Last year, February’s tally suggested it was one of my busiest reading months. Which I chalk up to January being over-stuffed with reading ambitions, which overflowed into the following month. This year, that feels true once more.

With the exception of L’Arabe du futur, a graphic memoir scooped up randomly on a trip to a distant library branch in the city, all of these books have been in my reading plans since December (or longer).

Like Mary Hocking’s trilogy about three sisters, which Danielle and I have been intending to read for more than a year. Mavis Gallant’s Home Truths collection, which marks the midpoint of my reading through her published stories. And Friday Black, which Andrew Blackman recommended later last year (and, then, I listened to an interview on the NYT Book Review podcast).

All of these have been waiting their turn. Including a reread of Octavia Butler’s Lilith’s Brood, which is a reprint of the three novels which comprise the Xenogenesis trilogy: Dawn (1987), Adulthood Rites (1988), and Imago (1989).

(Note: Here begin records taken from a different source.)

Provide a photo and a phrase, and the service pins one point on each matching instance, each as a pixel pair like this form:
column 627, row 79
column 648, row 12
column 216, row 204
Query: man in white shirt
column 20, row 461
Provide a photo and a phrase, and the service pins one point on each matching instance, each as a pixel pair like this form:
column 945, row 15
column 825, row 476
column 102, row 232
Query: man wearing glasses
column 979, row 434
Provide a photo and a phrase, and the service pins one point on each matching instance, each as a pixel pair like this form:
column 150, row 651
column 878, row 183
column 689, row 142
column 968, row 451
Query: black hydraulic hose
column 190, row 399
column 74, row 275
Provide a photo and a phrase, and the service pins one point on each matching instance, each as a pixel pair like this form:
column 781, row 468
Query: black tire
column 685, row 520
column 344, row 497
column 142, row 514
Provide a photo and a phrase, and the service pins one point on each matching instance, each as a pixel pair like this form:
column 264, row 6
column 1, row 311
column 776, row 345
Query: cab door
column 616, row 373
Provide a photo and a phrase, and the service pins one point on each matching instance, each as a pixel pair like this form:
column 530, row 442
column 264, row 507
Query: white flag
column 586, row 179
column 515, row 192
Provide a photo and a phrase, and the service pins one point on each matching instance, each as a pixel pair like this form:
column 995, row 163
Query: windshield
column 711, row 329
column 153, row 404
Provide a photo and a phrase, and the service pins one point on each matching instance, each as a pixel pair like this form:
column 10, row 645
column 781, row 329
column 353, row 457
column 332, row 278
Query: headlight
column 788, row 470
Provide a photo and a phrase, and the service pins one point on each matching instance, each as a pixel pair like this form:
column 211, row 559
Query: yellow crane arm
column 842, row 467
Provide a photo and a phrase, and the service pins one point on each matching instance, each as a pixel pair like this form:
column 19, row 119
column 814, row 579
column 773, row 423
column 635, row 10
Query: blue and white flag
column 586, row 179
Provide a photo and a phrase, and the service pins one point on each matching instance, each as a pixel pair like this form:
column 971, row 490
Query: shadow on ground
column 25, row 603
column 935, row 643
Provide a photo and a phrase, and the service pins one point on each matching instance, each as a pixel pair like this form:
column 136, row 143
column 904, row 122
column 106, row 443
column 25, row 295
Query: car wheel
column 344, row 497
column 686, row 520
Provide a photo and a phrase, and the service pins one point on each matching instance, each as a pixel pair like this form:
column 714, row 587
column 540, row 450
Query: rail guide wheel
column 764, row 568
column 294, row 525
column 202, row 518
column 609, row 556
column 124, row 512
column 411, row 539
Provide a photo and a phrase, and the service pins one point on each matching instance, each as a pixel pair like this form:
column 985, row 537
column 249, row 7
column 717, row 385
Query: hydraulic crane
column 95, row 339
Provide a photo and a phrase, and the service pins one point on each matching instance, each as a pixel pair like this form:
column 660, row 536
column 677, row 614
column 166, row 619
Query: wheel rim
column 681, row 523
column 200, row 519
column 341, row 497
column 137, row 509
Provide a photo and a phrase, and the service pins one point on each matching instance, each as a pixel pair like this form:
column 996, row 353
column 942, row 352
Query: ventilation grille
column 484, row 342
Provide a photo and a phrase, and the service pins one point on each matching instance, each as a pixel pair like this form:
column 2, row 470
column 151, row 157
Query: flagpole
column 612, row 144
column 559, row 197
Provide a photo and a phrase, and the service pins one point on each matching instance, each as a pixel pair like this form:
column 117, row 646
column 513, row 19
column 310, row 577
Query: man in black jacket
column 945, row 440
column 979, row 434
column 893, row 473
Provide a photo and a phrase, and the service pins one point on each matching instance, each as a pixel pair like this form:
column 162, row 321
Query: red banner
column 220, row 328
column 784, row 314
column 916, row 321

When I first read the trilogy, it was an exercise in patience, because I desperately wanted to read the books all-in-one-go, but I had to wait for library copies to arrive. So I read the first in January 2000, the second in March, and the third in April. I remember that it seemed to take forever.

In the meantime, I was reading other feminist authors, including Doris Lessing’s The Golden Notebook, Virginia Woolf’s Mrs. Dalloway, Adrienne Rich’s poems and essays, Jean Rhys and, even more classic, Sarah Scott and Frances Sheridan. Along with my first Gabriel Garcia Marquez (One Hundred Years of Solitude) and finishing Paul Auster’s The New York Trilogy, although I’d read Leviathan the previous year.

That was a rich reading winter. And if this reading winter is even half as brilliant, I’ll be doing alright.

If you had to choose your next read from my stack, which book/author would you choose?

How is your reading shaping up, this fine February?